I'm banging my head against the wall here-- not because I disagree with your insight, but because Benedict, as Ratzinger, has gotten himself into trouble with other religions in precisely this manner before.

The 2000 CDF document Dominus Iesus (a document I regularly flog on my blog), spearheaded primarily by Ratzinger, ended up offending people of many religions, but especially Jews. In a sense, it was merely a reaffirmation of the Church's post-Vatican II stance toward other religions, but many non-Catholics saw the strident language-- and the more obvious exclusivism pervading it-- as a great leap backward from the 1965 Nostra Aetate document of Vatican II.

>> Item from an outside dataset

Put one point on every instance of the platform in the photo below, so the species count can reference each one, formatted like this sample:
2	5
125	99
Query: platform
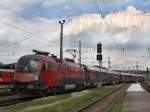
136	100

In its defense, the CDF said that Dominus Iesus wasn't intended for non-Catholics-- a defense I've always found disingenuous when we consider the hyper-connected, mediatized world in which we live. News of such a document can and will spread quickly. How can it possibly be "for Catholic eyes only"? Displays of surprise and professions of innocence are hard to trust. Even if such displays and professions are sincere, they still betray a great naiveté about the power of technology and global culture. Any document crafted for a community will inevitably have to take into account that the document's release will not occur in a vacuum. If the current pope is saying that his words weren't meant for Muslim ears, then... I'm not sure what to think.

There's a good deal of speculation going on right now as to whether the pope quoted Paleologus "with implicit approval." I suppose we'll never know the answer to that question. I agree with you that Benedict has "received a preliminary answer" from certain elements in Islam, but I'm still wary of fully exonerating him. He's a man who has put his foot in his mouth before.

Let me put it this way:

Suppose the KKK promulgates a document titled "Solving Our Black Problem." The document is uploaded to a public KKK website, where anyone in the world can see it. Public outcry is immediate, but the KKK's Grand Dragon, pleading wide-eyed innocence, calls a press conference and says, "This document is merely a statement of a position everyone is already aware of, and was never intended for anyone other than KKK members." This may be true, but because the document pertains to people outside the KKK, such a defense is untenable.

While I certainly don't equate the Catholic Church with the KKK (I have far too many Catholic friends and acquaintances to do something that silly), I hope my extreme example has made the point that a document (or speech) by a member of one religion cannot reasonably be construed to have coreligionists as its sole audience.

OK... I've gone on far too long. I've done more commenting than blogging today, and I might just copy and paste the day's comments on my own blog. Heh.

Apologies for length. Feel free to ignore.


Kevin

I would add to the above comments that Arabic-language speeches and fatwas are given in the full awareness that people in the West will read and translate them. Public hate speech is very much intended for more than the believers. It has multiple goals, among them (1) reinforcement of faith among the faithful, (2) announcement of proud defiance of the Great Satan and the Little Satans, and (3) attempted persuasion of fence-sitting Muslims, whose hearts might resonate with the rhetoric.

And there we go. I was hoping to write something about Giuliani, but I might save that for later.